It is all too easy to assume that users all work the same way. Back in the day, when Windows 3.11 and DOS were the norm, PCs did not have the power that they have today. We took great care that not a single megabyte of hard disk space was wasted, and with 4 MB of RAM being the norm we had to make the best of what we had. When you consider that those 4 MB of RAM cost what a whole PC can cost today and a 545 MB hard disk was state of the art, you will realize that performance tweaks were essential.

Routine housekeeping included deleting temporary files as well as defragging and running Scandisk. It was my practice to do all these things routinely when dealing with any system problem, but one day this was to be my downfall.

It turned out that the user, an elderly lady who lived and worked in a delightfully picturesque thatched cottage in Oxfordshire, was in the habit of using her TEMP folder as the default location for all her files. As an experienced author, she knew how to structure a manuscript, but the finer points of housekeeping were a closed book. She had found the folder and used it from day one.

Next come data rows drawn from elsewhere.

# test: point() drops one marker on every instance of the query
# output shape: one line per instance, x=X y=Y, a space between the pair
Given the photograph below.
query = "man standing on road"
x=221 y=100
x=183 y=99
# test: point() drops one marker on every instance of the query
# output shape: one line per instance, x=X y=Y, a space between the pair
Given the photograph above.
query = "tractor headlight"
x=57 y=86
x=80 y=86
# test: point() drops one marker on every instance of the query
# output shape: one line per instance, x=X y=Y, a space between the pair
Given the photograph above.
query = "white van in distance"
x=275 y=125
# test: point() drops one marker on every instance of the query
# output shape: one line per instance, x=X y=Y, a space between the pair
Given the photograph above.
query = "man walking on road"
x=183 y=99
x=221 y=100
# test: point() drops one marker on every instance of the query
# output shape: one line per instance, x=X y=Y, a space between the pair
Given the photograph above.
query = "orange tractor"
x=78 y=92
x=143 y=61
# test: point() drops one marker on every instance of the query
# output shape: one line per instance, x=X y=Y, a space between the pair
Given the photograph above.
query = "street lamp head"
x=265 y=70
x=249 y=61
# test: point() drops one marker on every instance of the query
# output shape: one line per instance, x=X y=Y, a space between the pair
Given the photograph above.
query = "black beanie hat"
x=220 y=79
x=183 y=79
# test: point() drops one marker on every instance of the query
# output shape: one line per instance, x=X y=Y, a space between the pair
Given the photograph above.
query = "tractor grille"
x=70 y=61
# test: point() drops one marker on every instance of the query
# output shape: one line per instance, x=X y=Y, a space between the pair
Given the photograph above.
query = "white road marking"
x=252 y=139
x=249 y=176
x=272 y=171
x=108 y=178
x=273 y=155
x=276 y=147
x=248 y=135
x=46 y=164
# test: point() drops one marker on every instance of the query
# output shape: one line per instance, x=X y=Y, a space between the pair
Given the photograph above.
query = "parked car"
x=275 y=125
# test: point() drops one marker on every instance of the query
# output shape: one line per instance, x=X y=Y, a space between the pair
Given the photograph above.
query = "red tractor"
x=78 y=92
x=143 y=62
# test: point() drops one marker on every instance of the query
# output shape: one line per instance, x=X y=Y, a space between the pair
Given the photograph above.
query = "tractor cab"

DOS had a DELTEMP command that I used to automatically remove the contents of the TEMP folder and free up vital kilobytes of disk space. Even the Windows swap file came into play, as I deleted it and created a new one that noticeably improved performance.

Thank goodness for the extremely useful UNDELETE command that could restore files that hadn’t been overwritten.

It was an experience that taught me a valuable lesson. In trying to go the extra mile to make the customer’s machine perform better, I had put the files of her latest best-selling novel at risk. We had a discussion about file locations and backups after that, and my advice was followed. I even have a signed copy of the book!